Exo-Skeleton Town
by Jeffrey Ford
Suddenly the house lights went up, as they used to say, and again I was buried up to my neck in nightmare. I entertained the idea of coming clean with Gloriette and telling her of my predicament. Out of the kindness of her heart, she might turn the movie over to Stootladdle to save me, but at the same time she would know I had betrayed her. I did not want to lose her, but I did not want to die either. Even Cotten, expert thespian that he was, couldn't disguise my quandary. After dinner the night that Vespatian had delivered the dreaded message, Gloriette asked what was troubling me.
"Nothing," I told her, but later, after we had taken the smoke, she asked again. The drug weakened me and my growing fear forced me to rely on her mercy. I was sitting next to her on the couch. I reached over and took her hand in mine. She sat up and leaned toward me. "I have a confession to make," I said.
"Yes?" she said, looking into my eyes.
I did not know how to begin and sat long minutes simply staring at her beautiful face. From out across the veldt came the sound of thunder, and then an instant later the rain began to fall, tapping lightly at the parlor window.
I opened my mouth to speak, but no sound came forth. She took this as a sign and moved her face close to mine, touching her lips against my own. We were kissing, passionately. She wrapped her arms around me and drew me closer. My hand moved along the thin material of her dress, from her thigh to her ribs to her breasts. She made no protest for she was as hot as I was. We fondled and kissed for an unheard of length of time, more true to the manner of the twentieth century than our own. When I could stand it no longer, I reached beneath her dress. My hand sailed along the smooth inner skin of her thigh, and when I was about to explode with excitement, my fingers came to rest on the cold steel of her exhaust spigot. I literally groaned.
The suit makers, in all of their art and cunning, had left out that which may be the most important aspect of human anatomy. Think of the irony, a suit made to enhance a commerce dealing ultimately in sex, but having no sex itself. At the same moment I groped her steel pipe, she was doing the same to mine.
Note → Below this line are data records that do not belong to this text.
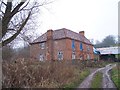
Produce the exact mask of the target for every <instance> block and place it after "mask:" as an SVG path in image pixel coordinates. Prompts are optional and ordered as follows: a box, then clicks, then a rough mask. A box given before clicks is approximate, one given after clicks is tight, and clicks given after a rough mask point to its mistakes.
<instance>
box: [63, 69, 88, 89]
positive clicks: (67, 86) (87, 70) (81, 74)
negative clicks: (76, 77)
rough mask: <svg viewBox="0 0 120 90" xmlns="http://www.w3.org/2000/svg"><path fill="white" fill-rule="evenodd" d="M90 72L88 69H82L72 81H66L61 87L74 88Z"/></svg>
mask: <svg viewBox="0 0 120 90" xmlns="http://www.w3.org/2000/svg"><path fill="white" fill-rule="evenodd" d="M89 74H90V71H89V70H88V69H85V70H83V71H82V72H81V73H79V74H78V78H76V79H74V80H73V82H71V83H68V84H66V85H64V86H63V88H76V87H78V86H79V84H80V83H81V82H82V81H83V80H84V79H85V78H86V77H87V76H88V75H89Z"/></svg>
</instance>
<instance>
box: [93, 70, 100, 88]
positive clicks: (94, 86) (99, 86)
mask: <svg viewBox="0 0 120 90" xmlns="http://www.w3.org/2000/svg"><path fill="white" fill-rule="evenodd" d="M101 87H102V73H100V72H97V73H96V74H95V76H94V77H93V80H92V82H91V88H101Z"/></svg>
We released each other and sat there in a state of total frustration.
"The box," she said. "Tomorrow we will go to town, to the box."
"Are you sure?" I asked.
"We have to," she said.
"But can you afford it? I haven't the money," I said, still slightly trembling.
"No, I can't afford it either, but there is something that Stootladdle wants that I can trade for a half-hour in the chamber," she said.
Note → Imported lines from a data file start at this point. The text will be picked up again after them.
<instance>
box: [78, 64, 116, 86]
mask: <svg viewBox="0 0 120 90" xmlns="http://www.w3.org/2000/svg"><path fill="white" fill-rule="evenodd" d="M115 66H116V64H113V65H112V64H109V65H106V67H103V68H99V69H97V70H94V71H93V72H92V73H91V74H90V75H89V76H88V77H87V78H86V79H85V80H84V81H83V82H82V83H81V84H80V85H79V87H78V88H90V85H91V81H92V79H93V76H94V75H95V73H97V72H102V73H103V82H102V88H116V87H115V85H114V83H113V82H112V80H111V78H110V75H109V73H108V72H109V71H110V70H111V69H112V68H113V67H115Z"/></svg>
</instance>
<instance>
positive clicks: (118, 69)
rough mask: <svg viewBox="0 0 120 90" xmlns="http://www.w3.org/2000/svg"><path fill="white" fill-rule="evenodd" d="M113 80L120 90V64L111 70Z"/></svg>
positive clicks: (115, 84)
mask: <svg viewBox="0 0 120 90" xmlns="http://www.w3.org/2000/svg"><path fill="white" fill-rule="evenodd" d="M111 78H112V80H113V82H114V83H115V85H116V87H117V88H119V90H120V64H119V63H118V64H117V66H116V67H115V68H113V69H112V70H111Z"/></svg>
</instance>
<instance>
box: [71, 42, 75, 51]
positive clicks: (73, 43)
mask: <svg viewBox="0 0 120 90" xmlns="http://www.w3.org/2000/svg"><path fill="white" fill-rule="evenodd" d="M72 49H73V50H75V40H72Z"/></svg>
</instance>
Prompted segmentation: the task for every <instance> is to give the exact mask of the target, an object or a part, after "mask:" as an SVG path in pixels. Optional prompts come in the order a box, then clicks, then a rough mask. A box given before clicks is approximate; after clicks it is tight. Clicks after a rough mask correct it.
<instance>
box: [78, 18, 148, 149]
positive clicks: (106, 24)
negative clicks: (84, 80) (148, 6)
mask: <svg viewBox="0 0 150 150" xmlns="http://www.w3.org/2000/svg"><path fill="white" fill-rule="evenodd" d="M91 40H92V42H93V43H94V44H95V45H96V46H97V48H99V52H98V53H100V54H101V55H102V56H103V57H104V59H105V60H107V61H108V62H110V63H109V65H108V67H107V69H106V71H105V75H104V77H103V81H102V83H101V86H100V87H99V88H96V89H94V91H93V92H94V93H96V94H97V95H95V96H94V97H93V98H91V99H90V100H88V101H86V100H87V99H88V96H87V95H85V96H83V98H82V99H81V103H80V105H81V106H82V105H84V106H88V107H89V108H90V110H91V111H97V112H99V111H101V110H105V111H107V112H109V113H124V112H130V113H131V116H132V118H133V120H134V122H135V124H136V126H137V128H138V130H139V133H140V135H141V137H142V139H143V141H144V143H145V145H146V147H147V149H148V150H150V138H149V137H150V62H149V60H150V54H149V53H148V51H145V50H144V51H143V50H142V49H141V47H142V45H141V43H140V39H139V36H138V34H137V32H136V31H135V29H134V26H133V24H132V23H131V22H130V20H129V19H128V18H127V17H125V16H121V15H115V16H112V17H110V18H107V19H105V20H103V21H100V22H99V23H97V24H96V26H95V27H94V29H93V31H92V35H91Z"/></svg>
Then it struck me, just like in Gloriette's movie, love would prevail. She was going to trade the film for me, and I would live and not be found out by her. Frank Capra himself couldn't have conceived of anything more felicitous.
Vespatian woke me from a warm, bright dream of summer by the sea. "Mrs. Lancaster is waiting for you in the truck," he said. I hurriedly got dressed and went downstairs.
As I climbed into my chair, I saw that Gloriette was holding the movie tin in her hand. She tapped it nervously against her knee.
"Good morning, Joseph," she said. "I hope you are well rested."
"I'm ready," I said with a lightness in my heart I had not felt since landing on the bug planet.
She wore a yellow dress and a golden bee pendant on a thin cable around her neck. Her hair was done in braids, and she shone more vibrantly than the veldt itself.
"Exo-Skeleton Town," she called to Vespatian.
"As is your pleasure, madame," said the grasshopper, and we were off.